Advantages of predictive analytics for your sales and marketing
The main advantages of predictive analytics are as follows:
✓ It helps prevent losses by detecting early signs of customer dissatisfaction. With the help of predictive analytics, you can create customer segments based on a higher or lower risk of loss. This way, you can apply timely corrective actions, thereby increasing retention and revenue.
✓ It allows you to maximize customer lifetime value (CLV). You will identify customer segments with high value and thus plan marketing activities, establishing the most appropriate cross/upselling strategies.
✓ It lets you identify new customer segments with high potential. In other words, if you know which of your clients are likely to increase their purchasing frequencies and quantity, target them with timely actions, and increase revenue.
✓ It allows you to properly plan your campaigns and develop an ideal outreach approach for each of your segments. By analyzing all the data you have, such as purchasing patterns, online customer behavior, interactions on social networks, etc., you will define the best moments and channels through which to communicate with your customers.
✓ Speaking of campaigns… Predictive analytics enables you to predict the performance of each campaign based on the communication channel.
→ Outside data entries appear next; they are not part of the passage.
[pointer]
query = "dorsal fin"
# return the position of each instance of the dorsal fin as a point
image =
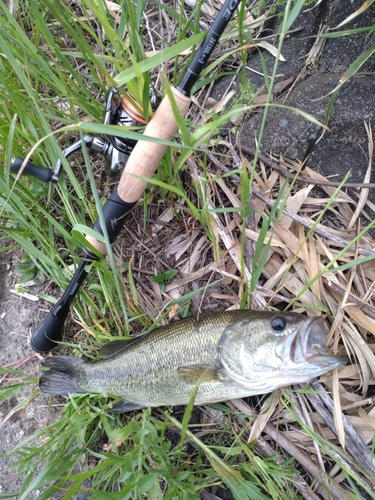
(114, 347)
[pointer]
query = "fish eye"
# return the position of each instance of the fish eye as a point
(278, 324)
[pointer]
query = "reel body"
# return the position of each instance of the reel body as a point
(122, 111)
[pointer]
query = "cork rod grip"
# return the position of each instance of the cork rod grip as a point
(143, 161)
(146, 156)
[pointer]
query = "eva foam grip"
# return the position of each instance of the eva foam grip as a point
(146, 156)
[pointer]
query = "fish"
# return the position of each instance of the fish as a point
(219, 356)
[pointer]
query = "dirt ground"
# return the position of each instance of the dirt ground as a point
(342, 149)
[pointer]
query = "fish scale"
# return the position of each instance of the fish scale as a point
(225, 355)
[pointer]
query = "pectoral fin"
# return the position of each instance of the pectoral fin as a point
(199, 373)
(124, 406)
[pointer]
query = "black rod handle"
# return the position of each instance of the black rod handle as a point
(44, 174)
(49, 332)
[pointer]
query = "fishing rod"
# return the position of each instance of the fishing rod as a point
(142, 162)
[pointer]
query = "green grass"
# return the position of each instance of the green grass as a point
(55, 68)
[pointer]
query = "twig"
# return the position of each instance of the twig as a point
(319, 229)
(366, 308)
(355, 445)
(306, 180)
(282, 441)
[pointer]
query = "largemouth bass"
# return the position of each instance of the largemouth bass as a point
(226, 355)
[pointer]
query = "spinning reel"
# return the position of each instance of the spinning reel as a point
(122, 111)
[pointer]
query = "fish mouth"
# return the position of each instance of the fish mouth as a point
(309, 345)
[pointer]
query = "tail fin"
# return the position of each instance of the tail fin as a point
(61, 374)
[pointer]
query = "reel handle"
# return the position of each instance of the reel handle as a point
(143, 161)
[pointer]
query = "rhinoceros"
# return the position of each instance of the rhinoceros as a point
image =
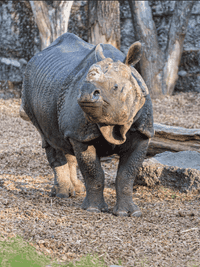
(88, 102)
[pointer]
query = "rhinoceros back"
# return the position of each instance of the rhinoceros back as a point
(44, 77)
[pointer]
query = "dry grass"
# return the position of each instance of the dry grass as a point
(168, 234)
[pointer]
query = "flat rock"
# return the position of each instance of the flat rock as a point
(179, 170)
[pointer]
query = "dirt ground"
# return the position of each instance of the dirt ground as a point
(168, 233)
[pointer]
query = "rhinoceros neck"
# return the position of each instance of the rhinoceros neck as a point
(71, 118)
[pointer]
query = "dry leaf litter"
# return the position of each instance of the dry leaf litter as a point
(168, 233)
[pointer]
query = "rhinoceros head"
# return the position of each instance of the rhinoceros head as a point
(110, 95)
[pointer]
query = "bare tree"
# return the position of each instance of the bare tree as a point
(52, 21)
(104, 22)
(160, 69)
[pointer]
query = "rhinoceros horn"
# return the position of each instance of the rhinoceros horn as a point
(99, 53)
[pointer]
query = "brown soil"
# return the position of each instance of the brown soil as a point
(168, 233)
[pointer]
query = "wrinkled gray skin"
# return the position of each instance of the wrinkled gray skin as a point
(87, 102)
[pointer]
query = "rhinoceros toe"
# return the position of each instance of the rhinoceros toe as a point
(79, 187)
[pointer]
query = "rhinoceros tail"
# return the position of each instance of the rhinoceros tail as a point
(23, 114)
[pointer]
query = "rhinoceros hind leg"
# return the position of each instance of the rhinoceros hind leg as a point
(63, 186)
(72, 162)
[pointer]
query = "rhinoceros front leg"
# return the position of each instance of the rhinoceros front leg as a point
(78, 185)
(129, 164)
(63, 187)
(90, 166)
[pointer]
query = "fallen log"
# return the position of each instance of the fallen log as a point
(174, 139)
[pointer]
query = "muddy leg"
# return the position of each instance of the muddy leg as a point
(72, 162)
(129, 164)
(63, 186)
(89, 164)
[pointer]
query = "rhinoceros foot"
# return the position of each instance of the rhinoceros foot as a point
(65, 192)
(127, 209)
(94, 206)
(79, 186)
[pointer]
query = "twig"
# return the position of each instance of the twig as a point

✓ It helps create product recommendations (e.g., for cross/upselling) based on the purchase history of each client. You can use the history of purchases made by customers and identify products or services with high sales potential.
✓ It allows you to predict a drop in sales and thus carry out counter-campaigns to reduce it as much as possible.
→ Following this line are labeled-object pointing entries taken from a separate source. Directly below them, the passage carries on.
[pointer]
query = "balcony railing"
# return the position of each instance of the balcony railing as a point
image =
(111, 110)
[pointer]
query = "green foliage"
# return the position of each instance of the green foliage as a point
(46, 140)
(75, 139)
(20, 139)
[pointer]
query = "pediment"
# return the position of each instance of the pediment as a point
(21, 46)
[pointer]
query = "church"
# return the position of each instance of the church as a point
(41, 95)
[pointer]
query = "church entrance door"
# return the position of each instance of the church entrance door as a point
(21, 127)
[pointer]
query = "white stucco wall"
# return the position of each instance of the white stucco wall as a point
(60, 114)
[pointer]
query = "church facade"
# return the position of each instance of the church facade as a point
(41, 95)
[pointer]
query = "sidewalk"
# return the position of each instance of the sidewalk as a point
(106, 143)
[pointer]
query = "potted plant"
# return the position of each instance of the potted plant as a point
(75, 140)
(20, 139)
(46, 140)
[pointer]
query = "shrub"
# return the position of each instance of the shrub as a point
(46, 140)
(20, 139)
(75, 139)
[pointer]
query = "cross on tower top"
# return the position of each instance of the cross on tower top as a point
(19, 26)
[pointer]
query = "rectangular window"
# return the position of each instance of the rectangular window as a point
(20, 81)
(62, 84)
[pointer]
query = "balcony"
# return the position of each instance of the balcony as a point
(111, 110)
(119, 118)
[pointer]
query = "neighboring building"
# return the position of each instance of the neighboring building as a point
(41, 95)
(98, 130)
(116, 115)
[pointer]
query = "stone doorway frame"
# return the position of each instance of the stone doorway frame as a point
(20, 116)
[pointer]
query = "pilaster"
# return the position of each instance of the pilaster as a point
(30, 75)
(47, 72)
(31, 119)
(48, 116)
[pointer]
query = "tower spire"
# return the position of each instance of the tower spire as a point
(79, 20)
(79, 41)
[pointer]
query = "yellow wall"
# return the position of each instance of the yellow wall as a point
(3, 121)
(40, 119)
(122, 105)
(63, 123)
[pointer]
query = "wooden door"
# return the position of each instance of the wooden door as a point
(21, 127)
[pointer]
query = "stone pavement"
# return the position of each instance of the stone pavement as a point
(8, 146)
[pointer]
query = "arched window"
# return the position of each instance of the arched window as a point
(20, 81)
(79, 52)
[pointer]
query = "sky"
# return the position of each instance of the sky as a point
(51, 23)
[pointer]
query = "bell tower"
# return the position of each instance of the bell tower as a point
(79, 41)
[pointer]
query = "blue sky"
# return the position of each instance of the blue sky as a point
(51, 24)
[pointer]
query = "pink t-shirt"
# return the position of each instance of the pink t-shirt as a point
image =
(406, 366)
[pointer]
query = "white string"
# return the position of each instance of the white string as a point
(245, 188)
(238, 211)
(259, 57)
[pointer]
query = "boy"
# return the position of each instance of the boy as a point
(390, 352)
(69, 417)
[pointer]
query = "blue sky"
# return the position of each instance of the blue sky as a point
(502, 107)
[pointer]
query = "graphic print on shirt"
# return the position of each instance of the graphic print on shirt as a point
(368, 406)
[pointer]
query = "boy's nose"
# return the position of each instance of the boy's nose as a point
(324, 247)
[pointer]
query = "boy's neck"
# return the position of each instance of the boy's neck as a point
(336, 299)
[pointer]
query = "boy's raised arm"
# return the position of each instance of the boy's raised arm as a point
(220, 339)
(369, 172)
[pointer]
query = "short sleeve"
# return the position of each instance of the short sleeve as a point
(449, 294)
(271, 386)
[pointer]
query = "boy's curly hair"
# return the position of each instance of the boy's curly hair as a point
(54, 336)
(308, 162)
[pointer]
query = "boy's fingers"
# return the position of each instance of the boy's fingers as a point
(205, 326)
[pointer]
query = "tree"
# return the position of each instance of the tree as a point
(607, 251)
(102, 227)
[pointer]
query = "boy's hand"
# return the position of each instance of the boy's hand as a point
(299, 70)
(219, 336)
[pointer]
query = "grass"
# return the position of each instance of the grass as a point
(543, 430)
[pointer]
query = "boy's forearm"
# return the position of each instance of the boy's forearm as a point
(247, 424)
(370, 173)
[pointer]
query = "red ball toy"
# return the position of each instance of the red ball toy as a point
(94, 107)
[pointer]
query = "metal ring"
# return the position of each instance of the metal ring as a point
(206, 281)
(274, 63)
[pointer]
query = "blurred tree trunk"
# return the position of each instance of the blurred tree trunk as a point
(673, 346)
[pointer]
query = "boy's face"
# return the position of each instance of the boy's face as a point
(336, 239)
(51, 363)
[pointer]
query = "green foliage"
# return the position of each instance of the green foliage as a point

✓ With predictive analytics, you can reduce the rate of closing accounts or shopping cart abandonment. As we’ve already mentioned, it lets you detect early signs of dissatisfaction. By identifying which customers are most likely to abandon their accounts or purchases, you can work on recovery campaigns to prevent this.
✓ And finally, it helps identify the probability of a purchase decision.
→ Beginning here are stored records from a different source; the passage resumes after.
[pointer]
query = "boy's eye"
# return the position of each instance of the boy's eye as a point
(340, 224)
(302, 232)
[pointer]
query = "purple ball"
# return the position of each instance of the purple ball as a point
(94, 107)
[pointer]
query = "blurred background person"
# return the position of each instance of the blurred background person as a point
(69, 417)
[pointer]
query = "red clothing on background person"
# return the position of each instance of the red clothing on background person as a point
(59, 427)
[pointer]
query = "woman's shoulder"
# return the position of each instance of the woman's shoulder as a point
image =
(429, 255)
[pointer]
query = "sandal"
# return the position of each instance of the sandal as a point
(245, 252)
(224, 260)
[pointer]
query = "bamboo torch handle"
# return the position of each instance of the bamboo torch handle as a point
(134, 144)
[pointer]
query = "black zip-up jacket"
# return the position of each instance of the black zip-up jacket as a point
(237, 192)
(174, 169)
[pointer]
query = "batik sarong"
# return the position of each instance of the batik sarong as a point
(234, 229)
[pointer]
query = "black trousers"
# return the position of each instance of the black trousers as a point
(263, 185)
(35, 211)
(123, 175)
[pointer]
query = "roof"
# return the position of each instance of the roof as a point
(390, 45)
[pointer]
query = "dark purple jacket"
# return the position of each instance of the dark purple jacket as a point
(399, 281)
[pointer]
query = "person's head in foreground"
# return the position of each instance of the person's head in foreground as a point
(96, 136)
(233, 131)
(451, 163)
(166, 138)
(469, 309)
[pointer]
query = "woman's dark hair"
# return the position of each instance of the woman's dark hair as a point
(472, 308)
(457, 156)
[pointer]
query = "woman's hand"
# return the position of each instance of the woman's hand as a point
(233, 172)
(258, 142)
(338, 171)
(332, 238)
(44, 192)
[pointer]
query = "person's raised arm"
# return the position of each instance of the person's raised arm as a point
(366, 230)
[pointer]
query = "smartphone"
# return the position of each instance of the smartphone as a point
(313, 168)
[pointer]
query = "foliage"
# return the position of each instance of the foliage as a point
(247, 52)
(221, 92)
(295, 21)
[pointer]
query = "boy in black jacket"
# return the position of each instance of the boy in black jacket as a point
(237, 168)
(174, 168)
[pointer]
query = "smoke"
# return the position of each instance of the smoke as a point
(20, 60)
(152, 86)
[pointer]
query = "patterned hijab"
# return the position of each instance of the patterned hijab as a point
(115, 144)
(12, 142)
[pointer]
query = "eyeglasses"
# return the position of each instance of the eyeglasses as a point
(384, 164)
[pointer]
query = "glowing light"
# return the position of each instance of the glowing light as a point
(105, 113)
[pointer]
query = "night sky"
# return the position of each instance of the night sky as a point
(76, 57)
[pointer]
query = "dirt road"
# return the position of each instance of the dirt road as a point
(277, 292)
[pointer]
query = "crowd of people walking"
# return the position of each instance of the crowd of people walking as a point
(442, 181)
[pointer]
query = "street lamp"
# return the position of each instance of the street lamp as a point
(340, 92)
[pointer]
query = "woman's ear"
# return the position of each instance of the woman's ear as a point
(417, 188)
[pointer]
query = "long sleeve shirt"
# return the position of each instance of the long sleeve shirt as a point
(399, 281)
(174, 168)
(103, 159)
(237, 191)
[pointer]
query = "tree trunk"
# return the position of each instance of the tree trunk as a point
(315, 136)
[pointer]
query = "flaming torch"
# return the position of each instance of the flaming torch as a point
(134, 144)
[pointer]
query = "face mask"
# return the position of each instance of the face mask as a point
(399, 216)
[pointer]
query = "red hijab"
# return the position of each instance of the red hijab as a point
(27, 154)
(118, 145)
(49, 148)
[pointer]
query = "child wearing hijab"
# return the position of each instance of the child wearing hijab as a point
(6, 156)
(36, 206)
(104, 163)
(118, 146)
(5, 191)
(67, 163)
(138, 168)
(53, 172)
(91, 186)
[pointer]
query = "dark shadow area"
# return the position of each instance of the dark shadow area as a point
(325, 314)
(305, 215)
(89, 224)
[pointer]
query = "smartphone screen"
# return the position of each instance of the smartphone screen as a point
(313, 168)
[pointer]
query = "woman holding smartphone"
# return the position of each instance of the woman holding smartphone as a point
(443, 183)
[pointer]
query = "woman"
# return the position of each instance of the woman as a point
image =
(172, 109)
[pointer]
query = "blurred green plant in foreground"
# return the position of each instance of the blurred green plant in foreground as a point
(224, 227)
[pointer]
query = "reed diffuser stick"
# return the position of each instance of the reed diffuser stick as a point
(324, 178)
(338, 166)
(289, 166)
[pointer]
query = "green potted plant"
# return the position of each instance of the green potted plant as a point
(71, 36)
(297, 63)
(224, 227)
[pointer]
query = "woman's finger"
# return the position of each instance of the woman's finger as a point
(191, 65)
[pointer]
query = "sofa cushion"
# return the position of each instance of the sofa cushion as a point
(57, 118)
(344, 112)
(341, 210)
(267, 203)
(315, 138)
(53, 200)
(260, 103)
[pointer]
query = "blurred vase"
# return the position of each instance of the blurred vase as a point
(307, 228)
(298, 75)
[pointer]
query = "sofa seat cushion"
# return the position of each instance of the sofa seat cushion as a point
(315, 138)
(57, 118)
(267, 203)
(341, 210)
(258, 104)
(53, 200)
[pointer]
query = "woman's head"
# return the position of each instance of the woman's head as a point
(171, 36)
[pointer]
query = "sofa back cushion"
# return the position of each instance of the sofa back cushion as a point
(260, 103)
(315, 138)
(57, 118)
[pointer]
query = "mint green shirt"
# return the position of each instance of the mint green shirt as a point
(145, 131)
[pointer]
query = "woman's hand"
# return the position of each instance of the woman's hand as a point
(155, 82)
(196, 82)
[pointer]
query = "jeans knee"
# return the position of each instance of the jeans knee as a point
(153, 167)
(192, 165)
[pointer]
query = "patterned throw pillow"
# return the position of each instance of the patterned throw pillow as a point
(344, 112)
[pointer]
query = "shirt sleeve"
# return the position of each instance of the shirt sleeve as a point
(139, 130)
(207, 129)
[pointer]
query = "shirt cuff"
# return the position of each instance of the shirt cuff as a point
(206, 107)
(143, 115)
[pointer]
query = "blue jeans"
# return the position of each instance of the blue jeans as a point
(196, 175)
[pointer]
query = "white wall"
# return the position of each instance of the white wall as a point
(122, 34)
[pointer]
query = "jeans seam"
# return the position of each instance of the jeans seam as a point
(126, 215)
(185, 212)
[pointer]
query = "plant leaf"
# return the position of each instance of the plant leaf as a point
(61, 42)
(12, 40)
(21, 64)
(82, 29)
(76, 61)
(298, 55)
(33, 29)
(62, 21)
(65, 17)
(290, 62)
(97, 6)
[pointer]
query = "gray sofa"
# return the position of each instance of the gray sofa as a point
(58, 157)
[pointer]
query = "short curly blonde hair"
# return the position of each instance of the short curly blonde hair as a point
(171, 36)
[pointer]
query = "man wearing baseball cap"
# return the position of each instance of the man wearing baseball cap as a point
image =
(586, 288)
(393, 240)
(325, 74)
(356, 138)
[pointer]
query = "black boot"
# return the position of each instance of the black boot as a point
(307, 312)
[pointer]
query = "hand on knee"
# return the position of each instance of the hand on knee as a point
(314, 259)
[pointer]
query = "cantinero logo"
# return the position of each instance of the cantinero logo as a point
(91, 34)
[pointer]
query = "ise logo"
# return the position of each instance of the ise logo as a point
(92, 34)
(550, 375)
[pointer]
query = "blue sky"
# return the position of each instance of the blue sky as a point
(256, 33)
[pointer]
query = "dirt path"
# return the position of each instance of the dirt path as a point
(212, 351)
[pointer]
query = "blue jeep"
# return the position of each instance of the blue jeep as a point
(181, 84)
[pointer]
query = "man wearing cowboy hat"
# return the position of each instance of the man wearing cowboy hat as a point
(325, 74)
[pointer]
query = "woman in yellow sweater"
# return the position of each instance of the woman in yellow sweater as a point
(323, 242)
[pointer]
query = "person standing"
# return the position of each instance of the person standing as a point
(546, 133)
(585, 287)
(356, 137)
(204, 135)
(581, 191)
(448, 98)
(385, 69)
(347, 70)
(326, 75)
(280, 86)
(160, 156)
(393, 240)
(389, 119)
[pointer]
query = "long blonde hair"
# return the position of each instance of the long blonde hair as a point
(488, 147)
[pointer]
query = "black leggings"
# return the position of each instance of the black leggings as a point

Predictive analytics applications
Predictive analytics is used in sales, marketing, banking, insurance, pharmaceuticals and healthcare, telecom, travel, retail, etc. Let’s take a look at some of its most common use cases:
Customer relationship management (CRM) analytics
Now, this analytics plays an important role throughout the customer lifecycle — from the moment of acquisition and relationship-nurturing until after closing the deal when you’re trying to retain the client. In this sense, predictive analytics will allow you to achieve CRM objectives in terms of marketing, sales, and customer service campaigns.
Data collection analytics
Predictive analytics results can be used to optimize the allocation of data resources, identifying data collection sources, contact strategies, and legal actions to increase the recovery of information and reduce data collection costs.
Although it may seem strange, predictive analytics is essential in detecting fraudulent online and offline transactions, identity theft, and false insurance claims.
Predictive analytics can be used efficiently in the healthcare sector to determine patients at risk of developing diseases such as asthma, diabetes, heart failure, and other conditions. It can also be used to learn if a new treatment is more effective.
Even though predictive analysis is usually carried out by a Business Intelligence department, knowing how to minimize business risks is helpful for everyone. Regardless of your industry, predictive analytics can help you solve the problems you aren’t even aware of yet!